In the words of The Beastie Boys, "If I knew it was going to be that kind of party I'd stick my dick into some mashed potatoes!" ... Yeah, I don't know what the means either.
So as previously mentioned, it’s now seeming like fall and it’s definitely back to school. Now, I don’t know if you know this, but Boston is kind of a college town and our city’s population has very recently swelled to 800,000, accommodating an additional 200,000 or so twenty-somethings. And what’s a better way for these co-eds to spend a night at than at a party? Specifically, at a themed party!
A ride on the Green Line last weekend reminded me of just how hip and happening themed parties are here. I would say that a good 60 to 70 percent of the parties I am invited to have some sort of theme. Popular themes include white and/or black parties, the 1980s, CEOs and corporate hos, Boston sports figures and the roaring twenties.
Now, I admit, from time to time I have been the host of such a party. Last year, my roommate and I got a tad drunk and we ended up whipping out our credit cards and buying some costumes online. It was July. Later that week the costumes arrived and we realized, “Oh crap! We just wasted $60 each on costumes... in July!” So we had a very, very premature Halloween Costume Extravaganza. (I want to make a quick side note, I was very happy with the costume, which was purchased here. I highly recommend the site if you find yourself invited to a themed party or if you are considering a career as a stripper and/or exotic dancer.)
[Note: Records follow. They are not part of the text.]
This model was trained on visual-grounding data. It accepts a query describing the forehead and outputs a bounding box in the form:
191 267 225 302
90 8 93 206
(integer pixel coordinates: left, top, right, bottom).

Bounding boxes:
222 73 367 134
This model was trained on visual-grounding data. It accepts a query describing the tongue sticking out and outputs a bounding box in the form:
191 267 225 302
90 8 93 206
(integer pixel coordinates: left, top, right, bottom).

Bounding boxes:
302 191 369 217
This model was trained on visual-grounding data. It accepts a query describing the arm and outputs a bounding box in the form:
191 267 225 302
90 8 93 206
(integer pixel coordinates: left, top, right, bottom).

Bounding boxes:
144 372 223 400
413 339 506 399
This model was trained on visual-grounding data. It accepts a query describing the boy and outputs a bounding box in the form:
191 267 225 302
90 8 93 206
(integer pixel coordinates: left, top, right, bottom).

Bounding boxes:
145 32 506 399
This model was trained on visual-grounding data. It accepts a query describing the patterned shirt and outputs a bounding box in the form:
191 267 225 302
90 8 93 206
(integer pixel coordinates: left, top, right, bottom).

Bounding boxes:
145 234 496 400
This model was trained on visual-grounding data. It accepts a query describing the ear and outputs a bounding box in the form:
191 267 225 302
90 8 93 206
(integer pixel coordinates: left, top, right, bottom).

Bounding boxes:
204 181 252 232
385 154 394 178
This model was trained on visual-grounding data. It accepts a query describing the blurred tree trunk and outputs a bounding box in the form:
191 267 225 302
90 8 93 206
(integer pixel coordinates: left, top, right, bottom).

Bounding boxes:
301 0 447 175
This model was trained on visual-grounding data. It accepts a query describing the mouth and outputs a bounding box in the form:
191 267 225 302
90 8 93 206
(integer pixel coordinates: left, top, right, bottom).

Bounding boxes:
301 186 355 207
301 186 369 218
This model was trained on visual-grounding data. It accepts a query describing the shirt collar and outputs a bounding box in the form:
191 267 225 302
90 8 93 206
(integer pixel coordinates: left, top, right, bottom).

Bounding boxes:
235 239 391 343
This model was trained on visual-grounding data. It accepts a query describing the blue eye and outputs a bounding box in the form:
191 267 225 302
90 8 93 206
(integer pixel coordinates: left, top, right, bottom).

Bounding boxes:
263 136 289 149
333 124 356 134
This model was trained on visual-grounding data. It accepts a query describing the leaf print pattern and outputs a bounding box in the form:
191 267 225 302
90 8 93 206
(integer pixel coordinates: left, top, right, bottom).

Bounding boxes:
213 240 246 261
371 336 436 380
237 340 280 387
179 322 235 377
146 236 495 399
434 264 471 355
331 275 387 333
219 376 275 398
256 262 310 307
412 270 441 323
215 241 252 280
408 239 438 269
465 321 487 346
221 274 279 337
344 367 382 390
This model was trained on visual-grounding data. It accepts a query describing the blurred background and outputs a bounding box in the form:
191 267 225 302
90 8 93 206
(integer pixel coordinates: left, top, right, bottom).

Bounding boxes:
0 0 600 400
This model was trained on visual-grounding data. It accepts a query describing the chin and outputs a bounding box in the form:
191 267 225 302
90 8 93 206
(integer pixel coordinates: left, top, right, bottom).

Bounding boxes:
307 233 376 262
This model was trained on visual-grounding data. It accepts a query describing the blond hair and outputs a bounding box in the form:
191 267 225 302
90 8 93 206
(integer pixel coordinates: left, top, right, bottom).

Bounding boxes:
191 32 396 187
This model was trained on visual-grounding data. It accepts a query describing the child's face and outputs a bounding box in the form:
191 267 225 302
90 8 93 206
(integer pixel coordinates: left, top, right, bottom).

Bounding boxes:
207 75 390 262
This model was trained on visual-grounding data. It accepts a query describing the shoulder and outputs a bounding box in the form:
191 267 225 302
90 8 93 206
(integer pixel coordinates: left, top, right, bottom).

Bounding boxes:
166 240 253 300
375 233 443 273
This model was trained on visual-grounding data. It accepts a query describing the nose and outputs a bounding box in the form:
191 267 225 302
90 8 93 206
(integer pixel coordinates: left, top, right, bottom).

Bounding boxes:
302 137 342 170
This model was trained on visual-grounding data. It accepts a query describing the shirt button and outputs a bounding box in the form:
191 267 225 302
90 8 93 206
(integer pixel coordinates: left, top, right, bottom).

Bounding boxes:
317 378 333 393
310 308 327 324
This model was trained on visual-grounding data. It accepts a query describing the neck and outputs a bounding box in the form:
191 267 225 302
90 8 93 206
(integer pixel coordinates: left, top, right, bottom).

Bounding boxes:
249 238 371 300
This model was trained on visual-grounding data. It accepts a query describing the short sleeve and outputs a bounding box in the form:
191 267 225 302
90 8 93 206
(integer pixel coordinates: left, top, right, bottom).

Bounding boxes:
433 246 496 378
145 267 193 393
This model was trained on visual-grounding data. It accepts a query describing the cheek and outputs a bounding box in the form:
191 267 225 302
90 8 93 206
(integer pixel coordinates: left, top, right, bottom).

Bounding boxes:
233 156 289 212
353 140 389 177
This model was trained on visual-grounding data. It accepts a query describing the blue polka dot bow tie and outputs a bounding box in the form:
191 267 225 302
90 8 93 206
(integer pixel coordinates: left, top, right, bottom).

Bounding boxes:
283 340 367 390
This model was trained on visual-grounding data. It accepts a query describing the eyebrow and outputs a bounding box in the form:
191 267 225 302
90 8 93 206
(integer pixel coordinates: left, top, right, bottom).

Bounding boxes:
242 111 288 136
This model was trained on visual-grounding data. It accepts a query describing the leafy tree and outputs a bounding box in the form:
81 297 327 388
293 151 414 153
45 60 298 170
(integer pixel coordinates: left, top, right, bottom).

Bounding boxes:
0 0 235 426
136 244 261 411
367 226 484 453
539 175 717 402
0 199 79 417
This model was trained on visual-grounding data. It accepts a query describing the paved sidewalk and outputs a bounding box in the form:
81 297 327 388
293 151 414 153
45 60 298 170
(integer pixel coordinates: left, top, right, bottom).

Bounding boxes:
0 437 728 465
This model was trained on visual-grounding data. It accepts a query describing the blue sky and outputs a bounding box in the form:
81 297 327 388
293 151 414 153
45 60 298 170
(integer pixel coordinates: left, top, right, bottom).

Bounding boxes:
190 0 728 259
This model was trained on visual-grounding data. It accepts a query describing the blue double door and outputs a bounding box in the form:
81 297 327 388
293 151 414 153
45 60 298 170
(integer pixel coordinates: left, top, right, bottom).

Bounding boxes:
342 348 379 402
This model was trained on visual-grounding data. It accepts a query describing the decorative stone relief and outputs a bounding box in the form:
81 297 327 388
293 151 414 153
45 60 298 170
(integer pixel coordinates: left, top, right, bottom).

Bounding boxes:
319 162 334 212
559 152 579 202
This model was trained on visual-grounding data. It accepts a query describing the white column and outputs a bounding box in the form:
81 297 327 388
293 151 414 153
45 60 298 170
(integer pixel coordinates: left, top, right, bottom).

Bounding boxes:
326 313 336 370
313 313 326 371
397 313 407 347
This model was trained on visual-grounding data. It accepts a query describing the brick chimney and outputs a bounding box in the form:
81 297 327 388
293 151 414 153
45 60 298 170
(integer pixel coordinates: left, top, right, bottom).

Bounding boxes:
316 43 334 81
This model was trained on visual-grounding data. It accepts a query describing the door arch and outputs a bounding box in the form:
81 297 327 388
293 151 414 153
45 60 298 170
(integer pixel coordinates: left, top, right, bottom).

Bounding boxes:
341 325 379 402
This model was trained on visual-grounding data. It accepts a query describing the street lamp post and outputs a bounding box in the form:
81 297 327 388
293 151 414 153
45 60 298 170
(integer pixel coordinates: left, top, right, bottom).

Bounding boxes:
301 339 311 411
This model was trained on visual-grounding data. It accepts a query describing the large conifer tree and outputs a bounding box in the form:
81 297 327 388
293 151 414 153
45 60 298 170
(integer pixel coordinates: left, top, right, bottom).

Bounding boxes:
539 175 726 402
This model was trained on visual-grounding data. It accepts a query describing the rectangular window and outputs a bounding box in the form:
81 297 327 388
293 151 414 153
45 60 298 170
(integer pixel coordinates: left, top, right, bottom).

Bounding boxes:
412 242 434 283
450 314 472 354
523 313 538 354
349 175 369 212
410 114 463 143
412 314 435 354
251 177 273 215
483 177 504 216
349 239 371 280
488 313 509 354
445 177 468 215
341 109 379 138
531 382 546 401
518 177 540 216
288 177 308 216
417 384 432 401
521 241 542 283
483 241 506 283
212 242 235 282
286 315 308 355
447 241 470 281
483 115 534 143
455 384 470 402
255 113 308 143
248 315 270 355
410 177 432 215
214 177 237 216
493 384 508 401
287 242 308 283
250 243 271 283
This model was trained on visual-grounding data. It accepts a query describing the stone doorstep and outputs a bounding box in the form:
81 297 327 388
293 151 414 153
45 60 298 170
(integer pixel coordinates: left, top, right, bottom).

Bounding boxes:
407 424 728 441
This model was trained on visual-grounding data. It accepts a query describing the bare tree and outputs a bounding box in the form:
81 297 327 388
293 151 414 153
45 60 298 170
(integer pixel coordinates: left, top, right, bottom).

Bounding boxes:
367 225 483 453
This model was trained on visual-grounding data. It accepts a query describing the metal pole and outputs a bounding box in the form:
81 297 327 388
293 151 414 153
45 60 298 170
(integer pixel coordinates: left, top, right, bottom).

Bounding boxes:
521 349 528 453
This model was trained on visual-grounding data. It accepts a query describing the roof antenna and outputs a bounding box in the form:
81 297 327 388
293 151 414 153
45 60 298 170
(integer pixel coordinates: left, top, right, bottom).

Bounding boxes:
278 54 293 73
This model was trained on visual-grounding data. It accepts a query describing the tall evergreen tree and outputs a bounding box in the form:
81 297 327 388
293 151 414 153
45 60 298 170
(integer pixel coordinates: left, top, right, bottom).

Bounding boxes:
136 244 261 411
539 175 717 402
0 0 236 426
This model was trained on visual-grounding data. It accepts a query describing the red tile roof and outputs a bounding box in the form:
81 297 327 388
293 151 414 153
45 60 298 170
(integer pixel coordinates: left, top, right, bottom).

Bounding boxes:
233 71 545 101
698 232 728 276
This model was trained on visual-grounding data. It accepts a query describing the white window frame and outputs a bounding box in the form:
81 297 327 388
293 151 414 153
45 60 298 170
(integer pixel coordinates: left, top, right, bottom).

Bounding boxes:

I’m going to include some photos inspired by this party to really illustrate the rest of my story, which I call ‘The Three People You Meet at Themed Parties.’
First, we see the girl who drunkenly (though often these costumes are bought stone cold sober) bought an elaborate ‘army girl’ costume (and yes this is exactly what I bought, and you should all just stop laughing right now). These are the people who secretly (or openly) love themed parties and want to go above and beyond to fit in at the event, they are also usually female. These people are the ones who are “attending” on Facebook, who instead of bringing their own beer, brought their own tequila. These people aren’t just in costume, they have the makeup, shoes, and jewelry to complete the outfit. They are absolutely offended by the other types of people at this party.
This leads me to person number two. This person is called “guy in the horse mask.” This guy responded as “maybe attending” on Facebook, because he loves parties, but doesn’t love themes and is holding out for a better offer. When a better offer is not found, he will pull together a lame excuse of a costume at the last minute, but will ensure it has enough comic value for him to still get appreciation on the effort. This person is usually a guy, and his prime motivation for complying to the theme is the possibility of getting laid later on by one of the girls who fell into the first category.
The last type of person at a themed party is “that other dude.” This guy (and this person is almost certainly a guy) came for the booze and didn’t even bother to dress up, and he probably didn’t even respond to the Facebook invite. He knows he’ll get crap for his lack of dress, but only until everyone in costume is wasted, at which point they will promptly forget about it. This guy probably came under duress, as a date, or possibly due to peer pressure from a good friend. In the end, he still has as much fun as everyone else, possibly more, and the pictures on Facebook the next day are far less embarrassing for him.
Now I’m not here to pass judgment on any of these people, just a few observations I have made at the many parties I go to. I will even be so bold as to say that while you were reading that, you said “oh my gosh, it’s like she knows ME” during one of those descriptions. And by the way, since I clearly fall into the first category, if anyone has some cool and not overdone themes to suggest for my future parties, please let me know. I might even invite you and make you the guest of honor!